2019 Fiscal Year Research-status Report
On finite generation of symbolic Rees rings of defining ideals of space monomial curves
Project/Area Number |
18K03226
|
Research Institution | Meiji University |
Principal Investigator |
蔵野 和彦 明治大学, 理工学部, 専任教授 (90205188)
|
Project Period (FY) |
2018-04-01 – 2021-03-31
|
Keywords | Cox 環 / Demazure 構成 / symbolic 冪 / symbolic リース環 |
Outline of Annual Research Achievements |
藏野研究室の大学院生だった越前谷彩香さんと荒井悠介君の修士論文の結果を用いてray idealやray ideal coneの概念に到達し、その言葉を用いて多重次数付きの正規環に対するDemazure構成の証明に成功した論文は、越前谷彩香さん・荒井悠介君・藏野の共同研究として2019年に出版された。Demazure構成とは、多重次数付きの正規環はある条件の下で、正規射影代数多様体のmulti-section環になるという結果である。可換環論において重要な環が代数多様体のmulti-section環の構造を持つことが多いが、その理由がここで明らかになったと言ってよい。代数多様体のmulti-section環は双有理幾何そのものと深い関係があり、その研究は多方面から必要とされている。今後、ますますこの分野の研究は進んでゆくと考えられる。 千葉大学の西田康二氏との共著で、スペースモノミアル曲線の定義イデアルのシンボリック・リース環の有限生成性に関する論文も2019年に出版された。スペースモノミアル曲線の定義イデアルのシンボリック・リース環に関しては、有限生成性を判定するためのHunekeの判定法がある。雑に言うと、有限生成になるためには、negative curveとそれに交わらない曲線が存在すればよいという結果である。この論文では、定義イデアルの生成元の一つがnegative curveの方程式になるとき、Hunekeの判定法を満たすもう一つの元の次数を与えている。これによって、コンピューターでの計算ができるようになった。
|
Current Status of Research Progress |
Current Status of Research Progress
4: Progress in research has been delayed.
Reason
越前谷彩香さんと荒井悠介君との共同研究で多重次数付きの正規環のDemazure構成を証明したが、その技術を用いてトーリックイデアルのシンボリックリース環をある代数多様体のCox環として表すという研究は完成に近づきつつある。細かいところを詰めてから単著論文を執筆予定である。 また、negative curveの研究も進んでおり、それを統括した理論としてnegative curve on torus with multiplicity r (略して nct, r)の概念に到達して、その研究が進んでいる。 ただ、研究発表およびレビューを受けるための研究出張は昨年度末からすべてがキャンセルとなっているので、その点で大幅な研究計画の変更が必要となっている。
|
Strategy for Future Research Activity |
新型コロナウィルスの影響で、予定していた出張はすべてキャンセルとなって、研究費の使い方も大きく変更せざるを得ない。

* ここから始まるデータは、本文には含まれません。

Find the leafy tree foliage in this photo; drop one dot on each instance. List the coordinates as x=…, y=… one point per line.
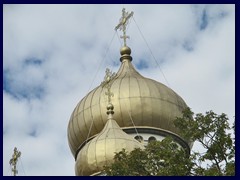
x=167, y=158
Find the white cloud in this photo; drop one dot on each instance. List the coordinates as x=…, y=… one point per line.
x=71, y=42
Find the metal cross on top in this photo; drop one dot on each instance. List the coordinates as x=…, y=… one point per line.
x=123, y=23
x=106, y=83
x=13, y=161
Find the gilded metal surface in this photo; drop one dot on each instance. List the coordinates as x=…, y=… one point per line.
x=123, y=23
x=14, y=160
x=149, y=103
x=100, y=151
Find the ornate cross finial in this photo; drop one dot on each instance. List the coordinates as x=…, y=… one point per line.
x=13, y=161
x=107, y=84
x=123, y=23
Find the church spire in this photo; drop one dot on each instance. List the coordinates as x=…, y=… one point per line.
x=107, y=84
x=123, y=23
x=14, y=160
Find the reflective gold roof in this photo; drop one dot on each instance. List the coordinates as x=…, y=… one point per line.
x=100, y=151
x=148, y=102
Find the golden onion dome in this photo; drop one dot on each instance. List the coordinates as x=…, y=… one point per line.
x=137, y=99
x=101, y=150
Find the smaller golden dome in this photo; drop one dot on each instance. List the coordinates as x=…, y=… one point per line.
x=101, y=150
x=125, y=50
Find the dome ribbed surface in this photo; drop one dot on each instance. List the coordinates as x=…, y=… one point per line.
x=150, y=104
x=100, y=151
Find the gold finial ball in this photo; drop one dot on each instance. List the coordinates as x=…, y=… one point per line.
x=125, y=50
x=110, y=106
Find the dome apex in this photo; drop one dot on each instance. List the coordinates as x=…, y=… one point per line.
x=125, y=50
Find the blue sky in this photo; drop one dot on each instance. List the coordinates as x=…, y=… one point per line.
x=53, y=55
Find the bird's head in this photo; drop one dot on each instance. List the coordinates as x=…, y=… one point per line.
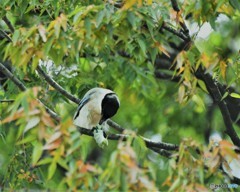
x=110, y=105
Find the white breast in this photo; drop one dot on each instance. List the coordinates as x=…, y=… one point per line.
x=90, y=114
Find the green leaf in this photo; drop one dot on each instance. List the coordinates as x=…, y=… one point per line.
x=51, y=170
x=235, y=95
x=99, y=18
x=27, y=139
x=45, y=161
x=37, y=152
x=235, y=4
x=225, y=95
x=62, y=163
x=87, y=24
x=202, y=85
x=142, y=45
x=32, y=123
x=15, y=37
x=139, y=147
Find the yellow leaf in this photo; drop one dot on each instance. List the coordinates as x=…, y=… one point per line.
x=42, y=32
x=163, y=50
x=129, y=3
x=149, y=2
x=181, y=93
x=223, y=68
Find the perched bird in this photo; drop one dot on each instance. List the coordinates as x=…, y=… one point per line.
x=97, y=105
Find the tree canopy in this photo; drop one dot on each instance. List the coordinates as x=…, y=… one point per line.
x=175, y=65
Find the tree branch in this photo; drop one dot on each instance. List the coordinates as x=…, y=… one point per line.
x=15, y=80
x=158, y=147
x=150, y=144
x=22, y=87
x=175, y=32
x=216, y=95
x=175, y=5
x=5, y=35
x=57, y=86
x=8, y=23
x=7, y=101
x=71, y=97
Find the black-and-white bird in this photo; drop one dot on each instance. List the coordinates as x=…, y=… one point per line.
x=97, y=105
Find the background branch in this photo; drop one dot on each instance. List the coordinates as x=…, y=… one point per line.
x=217, y=98
x=22, y=87
x=57, y=86
x=150, y=144
x=8, y=23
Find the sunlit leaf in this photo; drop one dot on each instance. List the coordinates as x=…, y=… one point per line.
x=51, y=170
x=32, y=123
x=235, y=95
x=37, y=152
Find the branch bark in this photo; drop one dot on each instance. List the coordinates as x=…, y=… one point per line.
x=22, y=87
x=217, y=98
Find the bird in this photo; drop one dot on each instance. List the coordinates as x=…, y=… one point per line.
x=94, y=109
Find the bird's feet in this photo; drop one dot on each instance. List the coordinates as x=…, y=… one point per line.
x=99, y=136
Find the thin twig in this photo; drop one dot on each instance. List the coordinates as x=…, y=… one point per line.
x=115, y=125
x=71, y=97
x=57, y=86
x=5, y=35
x=22, y=87
x=15, y=80
x=162, y=152
x=175, y=32
x=175, y=5
x=8, y=23
x=149, y=144
x=7, y=101
x=216, y=95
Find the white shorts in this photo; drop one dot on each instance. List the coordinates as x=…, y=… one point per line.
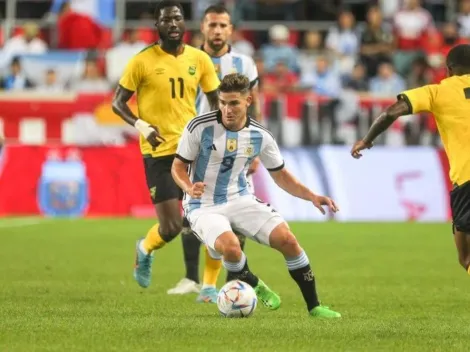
x=245, y=215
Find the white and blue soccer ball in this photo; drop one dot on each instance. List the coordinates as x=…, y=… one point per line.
x=236, y=299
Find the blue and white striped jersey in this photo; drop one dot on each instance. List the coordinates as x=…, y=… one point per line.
x=230, y=62
x=220, y=157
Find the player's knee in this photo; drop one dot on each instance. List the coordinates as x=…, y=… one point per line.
x=286, y=243
x=231, y=250
x=170, y=228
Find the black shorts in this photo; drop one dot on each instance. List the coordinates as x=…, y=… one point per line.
x=460, y=207
x=161, y=185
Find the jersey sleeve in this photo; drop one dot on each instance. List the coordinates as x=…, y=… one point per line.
x=420, y=99
x=188, y=146
x=133, y=75
x=252, y=72
x=209, y=79
x=271, y=156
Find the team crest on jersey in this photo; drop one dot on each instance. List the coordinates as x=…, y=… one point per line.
x=249, y=151
x=231, y=145
x=153, y=192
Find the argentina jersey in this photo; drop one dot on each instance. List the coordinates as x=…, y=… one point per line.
x=219, y=157
x=230, y=62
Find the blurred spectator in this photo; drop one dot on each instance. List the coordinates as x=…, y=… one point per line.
x=16, y=79
x=324, y=80
x=92, y=80
x=51, y=83
x=313, y=48
x=387, y=82
x=280, y=80
x=131, y=42
x=279, y=49
x=376, y=42
x=344, y=42
x=358, y=80
x=26, y=43
x=411, y=25
x=420, y=74
x=463, y=19
x=89, y=35
x=240, y=44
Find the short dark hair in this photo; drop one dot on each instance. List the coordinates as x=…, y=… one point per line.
x=217, y=8
x=235, y=82
x=459, y=57
x=167, y=3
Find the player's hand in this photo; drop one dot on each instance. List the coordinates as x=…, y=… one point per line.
x=253, y=166
x=197, y=190
x=151, y=133
x=358, y=146
x=320, y=201
x=154, y=138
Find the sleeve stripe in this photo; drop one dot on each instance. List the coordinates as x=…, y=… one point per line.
x=254, y=82
x=276, y=168
x=186, y=161
x=405, y=98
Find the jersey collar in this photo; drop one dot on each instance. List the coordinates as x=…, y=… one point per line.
x=219, y=120
x=228, y=51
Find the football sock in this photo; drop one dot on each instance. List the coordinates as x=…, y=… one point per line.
x=241, y=271
x=242, y=239
x=153, y=240
x=300, y=271
x=191, y=247
x=211, y=270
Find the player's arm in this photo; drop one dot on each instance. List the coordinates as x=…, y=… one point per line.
x=272, y=159
x=128, y=84
x=186, y=153
x=209, y=81
x=409, y=102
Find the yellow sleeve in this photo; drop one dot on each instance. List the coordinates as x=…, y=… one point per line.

現状では研究発表やレビューを受けるための出張の目途はたっていない。これは、今後の新型コロナウィルスの感染状況に左右される。 本来の目標とはそれたところで成果が出ているが、元々の目的(永田予想)に向かってこれまでに得られた知見を応用することを考えてゆきたい。そのためにも、上述したnegative curve on torus with multiplicity r (略して nct, r)の研究を進める。これに付随した1次のコホモロジーの次元が1以下であることが証明できれば、永田予想が証明できることがわかった。
|
Causes of Carryover |
2019年度前半は藏野の個人的理由によって、予定通りに研究出張を行うことができなかった。それらは全て2019年度後半にずらそうと考えていたのだが、新型コロナウィルスのため、それも変更せざるを得なくなった。本研究の研究期間は今年度までであるが、今年度も研究発表やレビューを受けるための出張ができるのかどうかは不明である。2021年度まで研究費を繰り越すことを考えている。